Putting Brown Fat to Work

As far as scientists know, there’s not much a person can do to alter the amount of brown fat they have. But researchers hope to find a way of boosting the activity of this fat, for example with drugs. This would benefit obese people with predominantly viscerally located fat, who seem to benefit the most from having active areas of brown fat.

“If we could only turn it on, it would give the most benefit to those who are at highest risk,” Dr.
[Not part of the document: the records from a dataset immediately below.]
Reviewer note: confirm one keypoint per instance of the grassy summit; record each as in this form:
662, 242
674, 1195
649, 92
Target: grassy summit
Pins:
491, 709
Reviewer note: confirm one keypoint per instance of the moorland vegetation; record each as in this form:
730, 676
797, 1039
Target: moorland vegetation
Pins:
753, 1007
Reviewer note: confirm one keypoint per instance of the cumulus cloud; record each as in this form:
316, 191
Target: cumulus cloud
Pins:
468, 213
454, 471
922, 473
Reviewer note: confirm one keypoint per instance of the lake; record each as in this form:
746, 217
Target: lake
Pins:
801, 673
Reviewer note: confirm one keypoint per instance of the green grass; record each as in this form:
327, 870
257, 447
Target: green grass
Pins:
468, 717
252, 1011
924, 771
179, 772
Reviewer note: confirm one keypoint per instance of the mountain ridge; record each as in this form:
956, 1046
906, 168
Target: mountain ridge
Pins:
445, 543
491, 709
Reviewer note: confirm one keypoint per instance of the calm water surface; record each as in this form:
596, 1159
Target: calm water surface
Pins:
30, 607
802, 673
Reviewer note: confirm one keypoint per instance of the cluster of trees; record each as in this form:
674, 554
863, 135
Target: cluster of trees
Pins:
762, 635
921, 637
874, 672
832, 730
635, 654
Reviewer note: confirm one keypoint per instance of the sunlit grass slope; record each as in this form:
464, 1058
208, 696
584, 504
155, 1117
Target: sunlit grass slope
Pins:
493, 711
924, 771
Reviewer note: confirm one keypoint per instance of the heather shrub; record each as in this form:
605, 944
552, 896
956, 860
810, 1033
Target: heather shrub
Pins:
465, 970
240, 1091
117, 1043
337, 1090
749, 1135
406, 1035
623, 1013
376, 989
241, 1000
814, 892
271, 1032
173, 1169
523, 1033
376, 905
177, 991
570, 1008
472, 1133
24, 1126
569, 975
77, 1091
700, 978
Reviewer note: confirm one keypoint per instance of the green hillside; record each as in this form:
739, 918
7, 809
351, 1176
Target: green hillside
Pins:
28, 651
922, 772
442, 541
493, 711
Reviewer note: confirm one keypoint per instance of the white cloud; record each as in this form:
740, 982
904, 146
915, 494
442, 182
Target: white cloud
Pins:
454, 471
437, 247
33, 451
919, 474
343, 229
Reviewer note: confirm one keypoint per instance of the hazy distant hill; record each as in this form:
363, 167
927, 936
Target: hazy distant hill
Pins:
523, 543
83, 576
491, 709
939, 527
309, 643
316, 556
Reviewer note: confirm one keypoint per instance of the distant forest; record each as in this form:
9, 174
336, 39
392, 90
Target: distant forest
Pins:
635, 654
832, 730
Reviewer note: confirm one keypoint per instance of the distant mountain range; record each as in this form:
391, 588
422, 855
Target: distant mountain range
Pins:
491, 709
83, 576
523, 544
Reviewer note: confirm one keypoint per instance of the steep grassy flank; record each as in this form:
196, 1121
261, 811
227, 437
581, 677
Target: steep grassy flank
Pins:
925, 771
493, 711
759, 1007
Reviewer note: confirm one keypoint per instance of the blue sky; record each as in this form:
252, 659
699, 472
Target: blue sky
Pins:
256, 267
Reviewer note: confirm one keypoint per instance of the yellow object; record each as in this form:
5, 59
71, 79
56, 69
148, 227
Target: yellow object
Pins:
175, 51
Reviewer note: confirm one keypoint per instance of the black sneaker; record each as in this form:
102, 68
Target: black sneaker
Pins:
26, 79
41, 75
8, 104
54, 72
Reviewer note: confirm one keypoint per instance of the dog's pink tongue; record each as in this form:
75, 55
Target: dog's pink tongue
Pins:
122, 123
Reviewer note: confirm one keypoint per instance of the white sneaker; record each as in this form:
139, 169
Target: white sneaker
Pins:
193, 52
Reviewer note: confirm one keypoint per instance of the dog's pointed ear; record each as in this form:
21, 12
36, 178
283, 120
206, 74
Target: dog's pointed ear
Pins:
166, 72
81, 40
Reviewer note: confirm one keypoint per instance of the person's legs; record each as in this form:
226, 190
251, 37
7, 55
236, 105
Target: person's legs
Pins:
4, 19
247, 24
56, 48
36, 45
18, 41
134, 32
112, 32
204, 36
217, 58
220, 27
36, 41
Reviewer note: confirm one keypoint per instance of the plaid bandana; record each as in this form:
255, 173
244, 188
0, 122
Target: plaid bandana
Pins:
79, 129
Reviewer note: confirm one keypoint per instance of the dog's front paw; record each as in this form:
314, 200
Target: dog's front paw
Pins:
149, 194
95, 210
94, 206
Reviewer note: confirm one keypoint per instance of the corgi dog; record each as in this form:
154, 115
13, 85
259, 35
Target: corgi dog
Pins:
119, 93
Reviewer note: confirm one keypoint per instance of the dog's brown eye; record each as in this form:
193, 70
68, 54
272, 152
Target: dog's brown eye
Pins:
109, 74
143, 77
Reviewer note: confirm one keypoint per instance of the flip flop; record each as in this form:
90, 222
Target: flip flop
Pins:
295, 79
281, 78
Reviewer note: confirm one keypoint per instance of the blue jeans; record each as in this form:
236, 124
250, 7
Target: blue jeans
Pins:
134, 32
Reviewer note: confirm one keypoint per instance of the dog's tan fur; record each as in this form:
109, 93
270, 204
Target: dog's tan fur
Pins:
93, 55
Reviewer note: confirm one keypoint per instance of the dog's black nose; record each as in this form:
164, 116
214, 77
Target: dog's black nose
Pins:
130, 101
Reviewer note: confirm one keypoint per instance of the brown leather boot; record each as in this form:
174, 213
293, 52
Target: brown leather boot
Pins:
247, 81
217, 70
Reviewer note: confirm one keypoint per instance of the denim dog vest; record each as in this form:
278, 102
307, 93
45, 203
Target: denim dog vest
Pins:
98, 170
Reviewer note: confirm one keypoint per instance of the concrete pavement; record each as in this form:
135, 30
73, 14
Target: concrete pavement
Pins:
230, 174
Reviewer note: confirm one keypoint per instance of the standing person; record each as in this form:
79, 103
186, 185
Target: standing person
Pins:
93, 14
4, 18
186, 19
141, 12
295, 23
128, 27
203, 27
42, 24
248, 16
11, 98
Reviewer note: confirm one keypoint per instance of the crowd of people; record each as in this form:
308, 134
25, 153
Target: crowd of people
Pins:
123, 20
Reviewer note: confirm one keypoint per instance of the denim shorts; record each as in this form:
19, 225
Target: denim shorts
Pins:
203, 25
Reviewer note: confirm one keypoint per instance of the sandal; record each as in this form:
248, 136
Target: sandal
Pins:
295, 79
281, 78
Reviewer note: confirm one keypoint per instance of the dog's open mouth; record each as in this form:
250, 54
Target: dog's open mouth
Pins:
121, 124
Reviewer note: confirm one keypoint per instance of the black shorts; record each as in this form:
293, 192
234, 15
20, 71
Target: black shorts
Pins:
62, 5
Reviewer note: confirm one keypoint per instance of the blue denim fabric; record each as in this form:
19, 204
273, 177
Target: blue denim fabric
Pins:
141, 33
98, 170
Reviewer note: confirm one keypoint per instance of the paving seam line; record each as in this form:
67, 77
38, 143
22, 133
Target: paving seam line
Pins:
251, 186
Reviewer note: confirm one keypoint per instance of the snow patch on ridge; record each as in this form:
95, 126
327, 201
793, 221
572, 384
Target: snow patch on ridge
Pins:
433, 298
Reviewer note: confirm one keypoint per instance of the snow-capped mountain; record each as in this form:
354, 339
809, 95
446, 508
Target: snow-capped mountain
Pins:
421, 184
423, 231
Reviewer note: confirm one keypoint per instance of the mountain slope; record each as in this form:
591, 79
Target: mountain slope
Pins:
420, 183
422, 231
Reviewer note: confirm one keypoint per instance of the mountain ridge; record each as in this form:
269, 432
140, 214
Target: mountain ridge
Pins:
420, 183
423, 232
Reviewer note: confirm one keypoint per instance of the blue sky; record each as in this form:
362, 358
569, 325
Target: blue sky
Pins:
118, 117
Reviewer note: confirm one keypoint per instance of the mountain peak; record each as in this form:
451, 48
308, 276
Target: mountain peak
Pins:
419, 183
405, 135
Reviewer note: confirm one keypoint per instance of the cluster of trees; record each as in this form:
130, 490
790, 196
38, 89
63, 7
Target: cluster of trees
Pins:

Wibmer says.

He and his colleagues are also looking at whether body fat distribution is associated with cardiovascular and metabolic health down the road in cancer survivors and will be reporting their findings soon.

 

Key Takeaways
  • Fat comes in two main types: brown and white. Brown fat burns energy while white fat stores it.
  • White fat stored viscerally (around the midsection) is more dangerous than white fat stored subcutaneously (under the skin, e.g., in the legs and buttocks).
  • From studying past imaging scans of people with cancer, researchers were able to establish that having brown fat is associated with a healthier distribution of white fat in the body and lower risk of cardiovascular disease and diabetes.

This study was supported by the National Center for Advancing Translational Sciences, the National Institutes of Health (UL1TR001866), a Bernard L. Schwartz Award for physician-scientists from The Rockefeller University, the Sinsheimer Foundation, the American Diabetes Association Pathway Program Accelerator Award (1-17-ACE-17), and NIH/NCI Cancer Center Support Grant P30 CA008748.